I am trying to get some geometric intuition for finite type and locally finite type morphisms of schemes. I have found similar questions but was not able to understand the answers sufficiently well to feel I have gained any real intuition.
For starters, finite type seems to be a strong form of compactness (i.e of pulling back compacts to compacts).
In this MO answer it is said that "finite type" is about finite dimensional fibers while this answer to the same question says "locally finite type" is about "finite dimensionality of small neighborhoods of the source of the map". I don't understand these intuitions at all and would appreciate examples to sharpen the "finite dimensionality of small neighborhoods".
The answers to this MSE question both dwell on localizations and their topological structure, seemingly hinting that localizations provide geometric intuition for finite type morphisms.
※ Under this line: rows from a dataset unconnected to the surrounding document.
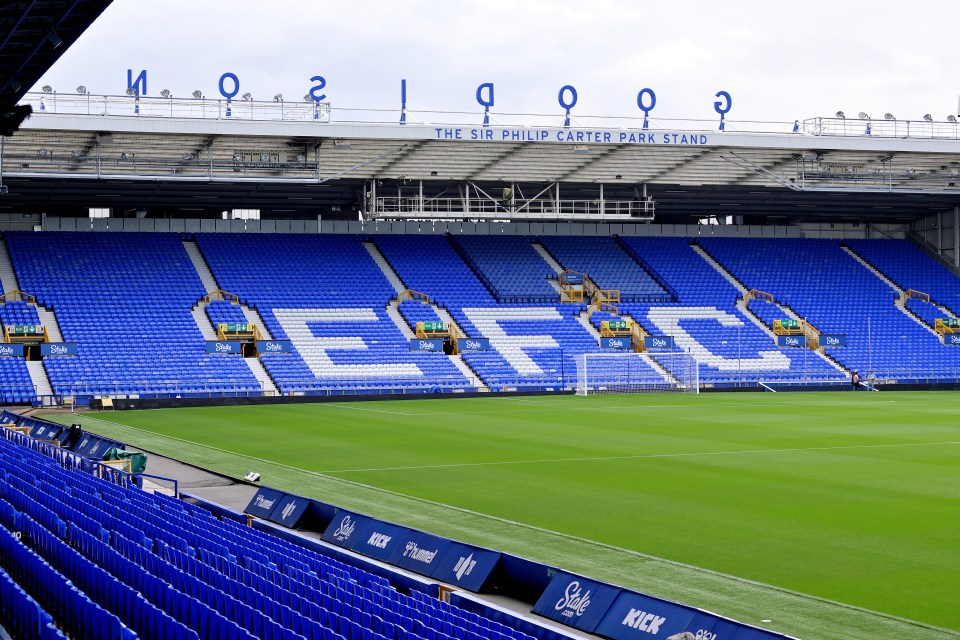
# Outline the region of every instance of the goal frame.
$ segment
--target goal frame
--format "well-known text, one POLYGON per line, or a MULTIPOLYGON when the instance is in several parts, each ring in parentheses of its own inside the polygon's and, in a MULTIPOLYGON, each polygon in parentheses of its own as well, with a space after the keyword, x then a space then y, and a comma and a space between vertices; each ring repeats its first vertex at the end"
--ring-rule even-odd
POLYGON ((577 356, 576 395, 621 393, 700 393, 699 363, 692 354, 677 351, 600 351, 577 356), (631 370, 634 362, 644 366, 631 370), (601 366, 602 372, 596 373, 601 366), (658 374, 652 381, 650 369, 658 374))

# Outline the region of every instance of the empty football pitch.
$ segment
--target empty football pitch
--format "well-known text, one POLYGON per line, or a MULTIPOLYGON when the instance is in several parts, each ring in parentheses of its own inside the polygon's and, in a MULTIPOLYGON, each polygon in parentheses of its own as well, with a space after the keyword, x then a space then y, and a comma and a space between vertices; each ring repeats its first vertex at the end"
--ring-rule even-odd
POLYGON ((960 636, 960 393, 423 399, 81 422, 805 639, 960 636))

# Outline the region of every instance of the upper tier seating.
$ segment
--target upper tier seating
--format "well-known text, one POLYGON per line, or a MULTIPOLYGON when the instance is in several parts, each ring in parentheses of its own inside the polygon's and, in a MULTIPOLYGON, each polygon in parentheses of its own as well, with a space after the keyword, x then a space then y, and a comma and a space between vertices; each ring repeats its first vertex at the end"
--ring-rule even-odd
POLYGON ((214 330, 216 330, 217 325, 220 324, 243 324, 247 321, 247 317, 243 315, 243 309, 240 308, 240 305, 233 304, 228 300, 211 300, 207 304, 206 311, 207 317, 210 318, 210 324, 213 325, 214 330))
POLYGON ((260 358, 282 393, 469 386, 443 354, 409 350, 386 314, 395 292, 359 236, 201 234, 197 245, 219 285, 292 341, 296 353, 260 358))
POLYGON ((701 245, 747 287, 772 293, 822 333, 846 334, 830 355, 880 379, 955 378, 960 350, 894 305, 896 294, 836 240, 704 238, 701 245))
POLYGON ((547 282, 556 278, 524 236, 458 236, 452 238, 493 287, 500 302, 555 304, 560 294, 547 282))
POLYGON ((901 289, 929 293, 931 300, 960 314, 960 278, 909 240, 845 240, 844 244, 901 289))
MULTIPOLYGON (((0 304, 0 325, 18 324, 40 324, 37 310, 19 301, 0 304)), ((30 379, 26 361, 22 358, 0 357, 0 403, 20 404, 33 402, 35 399, 33 381, 30 379)))
POLYGON ((689 239, 623 240, 676 291, 678 302, 623 304, 621 312, 632 314, 648 333, 674 336, 677 347, 691 350, 700 362, 701 383, 842 379, 807 349, 778 349, 737 309, 739 291, 693 250, 689 239))
POLYGON ((381 235, 374 242, 403 284, 431 302, 448 309, 497 304, 444 236, 381 235))
MULTIPOLYGON (((65 469, 4 438, 0 477, 0 622, 17 607, 21 623, 45 626, 52 616, 69 637, 98 640, 532 640, 186 502, 65 469), (4 573, 25 592, 15 601, 6 598, 4 573)), ((54 631, 27 637, 63 637, 54 631)))
POLYGON ((414 331, 417 329, 418 322, 440 322, 440 316, 433 307, 419 300, 404 300, 400 303, 399 309, 400 315, 414 331))
POLYGON ((177 235, 12 232, 7 243, 20 286, 79 345, 45 359, 56 393, 260 391, 239 358, 206 354, 190 314, 205 291, 177 235))
POLYGON ((564 269, 588 275, 602 289, 619 289, 623 302, 669 302, 670 294, 610 237, 540 239, 564 269))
Unfortunately, I don't understand at all: what is this geometric intuition?
I would especially like to understand the latter example of localization and its relation to finite type since it does not feel as vague as "finite dimensionality of neighborhoods".
In regards to your question about 'finite dimensionality of small neighbourhoods', recall that if $f:X\rightarrow Y$ is locally of finite type, then for any affine open $U = \text{spec} A \subseteq Y$, we can cover $f^{-1}(U)$ by open affines $\text{spec} B_i \subset f^{-1}(U)$ such that $B_i$ is a finitely generated $A-$algebra.
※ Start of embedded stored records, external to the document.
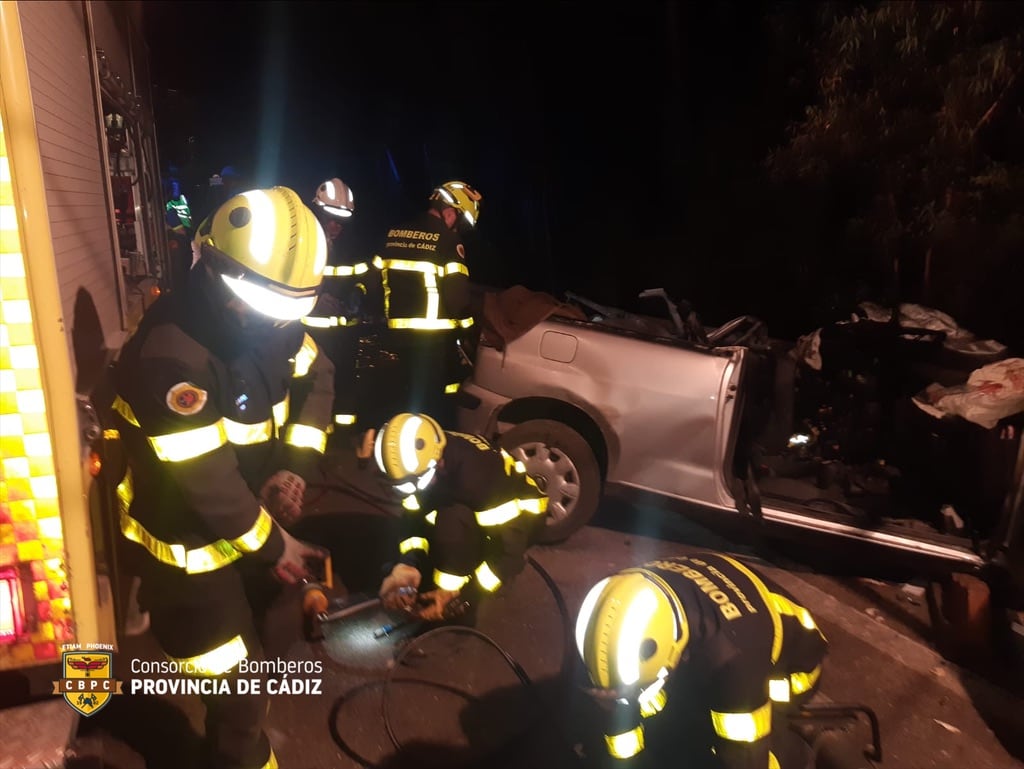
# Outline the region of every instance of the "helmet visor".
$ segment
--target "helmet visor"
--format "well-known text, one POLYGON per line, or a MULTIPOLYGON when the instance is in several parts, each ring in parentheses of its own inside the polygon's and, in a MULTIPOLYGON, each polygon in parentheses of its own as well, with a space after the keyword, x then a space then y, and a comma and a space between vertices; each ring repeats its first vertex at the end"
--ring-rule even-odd
POLYGON ((298 320, 309 315, 316 304, 316 295, 284 296, 242 278, 221 275, 231 292, 261 315, 275 320, 298 320))
POLYGON ((350 216, 352 216, 352 211, 350 211, 349 209, 342 208, 341 206, 332 206, 328 203, 321 203, 320 210, 323 211, 324 214, 326 214, 327 216, 334 216, 337 217, 338 219, 348 219, 350 216))

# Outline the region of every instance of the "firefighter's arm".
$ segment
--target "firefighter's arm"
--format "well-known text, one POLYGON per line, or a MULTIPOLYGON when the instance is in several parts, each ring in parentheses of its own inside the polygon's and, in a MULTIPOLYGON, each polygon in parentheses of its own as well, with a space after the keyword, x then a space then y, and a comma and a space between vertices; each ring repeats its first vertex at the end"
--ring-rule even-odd
POLYGON ((398 525, 398 563, 419 571, 427 568, 430 556, 430 530, 423 520, 423 511, 403 511, 398 525))
POLYGON ((354 290, 363 294, 359 305, 359 317, 364 322, 384 317, 384 286, 380 269, 369 264, 369 269, 358 276, 354 290))
POLYGON ((168 208, 164 214, 164 222, 167 224, 167 228, 172 232, 178 233, 179 235, 186 235, 185 224, 181 221, 181 217, 178 216, 178 212, 173 208, 168 208))
POLYGON ((384 578, 379 591, 384 607, 388 609, 407 609, 413 605, 430 551, 429 532, 420 512, 403 512, 398 530, 398 562, 384 578), (412 590, 403 592, 402 588, 412 590))
POLYGON ((150 361, 134 391, 125 394, 129 421, 136 421, 185 503, 214 537, 276 563, 284 550, 281 530, 239 472, 207 380, 212 377, 175 361, 150 361))
POLYGON ((293 360, 292 376, 305 378, 309 392, 296 413, 289 414, 281 437, 288 447, 288 469, 305 478, 327 448, 334 404, 334 364, 308 333, 303 335, 293 360))
POLYGON ((768 666, 739 650, 712 677, 710 718, 722 769, 778 769, 768 677, 768 666))
POLYGON ((441 301, 449 318, 470 318, 473 314, 472 291, 466 252, 457 237, 455 242, 450 244, 450 249, 443 249, 447 252, 447 257, 441 265, 441 301))
POLYGON ((446 270, 456 270, 454 272, 448 272, 441 279, 441 299, 444 302, 445 309, 449 313, 451 318, 469 318, 472 317, 472 297, 469 284, 469 272, 461 272, 465 270, 466 265, 463 262, 452 263, 445 266, 446 270))

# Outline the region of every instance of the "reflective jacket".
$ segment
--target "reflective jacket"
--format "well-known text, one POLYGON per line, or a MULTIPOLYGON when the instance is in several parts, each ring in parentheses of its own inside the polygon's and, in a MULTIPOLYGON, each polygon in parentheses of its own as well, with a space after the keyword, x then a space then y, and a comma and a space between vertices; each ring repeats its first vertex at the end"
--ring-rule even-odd
POLYGON ((388 230, 373 264, 381 271, 389 328, 444 331, 469 328, 469 268, 459 236, 424 212, 388 230))
POLYGON ((721 766, 778 767, 769 739, 773 705, 807 695, 821 675, 826 641, 810 612, 731 556, 702 552, 640 568, 676 594, 689 640, 663 686, 629 703, 631 712, 618 714, 622 720, 608 737, 642 730, 643 719, 675 699, 710 720, 721 766))
POLYGON ((173 211, 178 215, 178 221, 181 223, 182 227, 187 230, 192 229, 192 209, 184 194, 168 200, 166 209, 167 211, 173 211))
POLYGON ((128 457, 118 489, 125 537, 187 574, 245 555, 267 563, 283 540, 258 498, 281 469, 307 475, 324 451, 333 365, 298 323, 230 333, 200 263, 161 297, 114 371, 128 457), (293 407, 292 383, 310 391, 293 407))
POLYGON ((347 254, 340 239, 336 238, 328 249, 324 268, 320 300, 313 311, 302 319, 309 328, 339 328, 356 326, 362 316, 379 303, 380 273, 367 260, 358 260, 347 254))
POLYGON ((475 580, 493 592, 522 569, 531 530, 543 524, 547 497, 505 451, 478 435, 445 434, 437 477, 402 502, 407 536, 399 544, 401 561, 420 571, 431 563, 434 584, 444 590, 459 590, 475 580), (453 543, 446 533, 449 541, 441 556, 431 552, 431 543, 446 516, 458 517, 448 531, 462 536, 453 543))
So if you fix any $x\in f^{-1}(U)$ (i.e. the source of the map), then if you take some small affine neighbourhood $\text{spec} B_i$ around $x$, then the corresponding morphism $\text{spec} B_i \rightarrow \text{spec} A$ has finite dimensional fibres. This is not the same as saying $f$ has finite dimensional fibres, since you can imagine that your preimage has infinitely many disjoint copies of open affines with increasing dimension.
You are right that there is finite type gives some extra compactness condition, in fact finite type = locally finite type + quasi-compact (Hartshorne exercise 3.3(a)). In this case the problem we had above doesn't happen, since we can cover the preimage by finitely many open affines.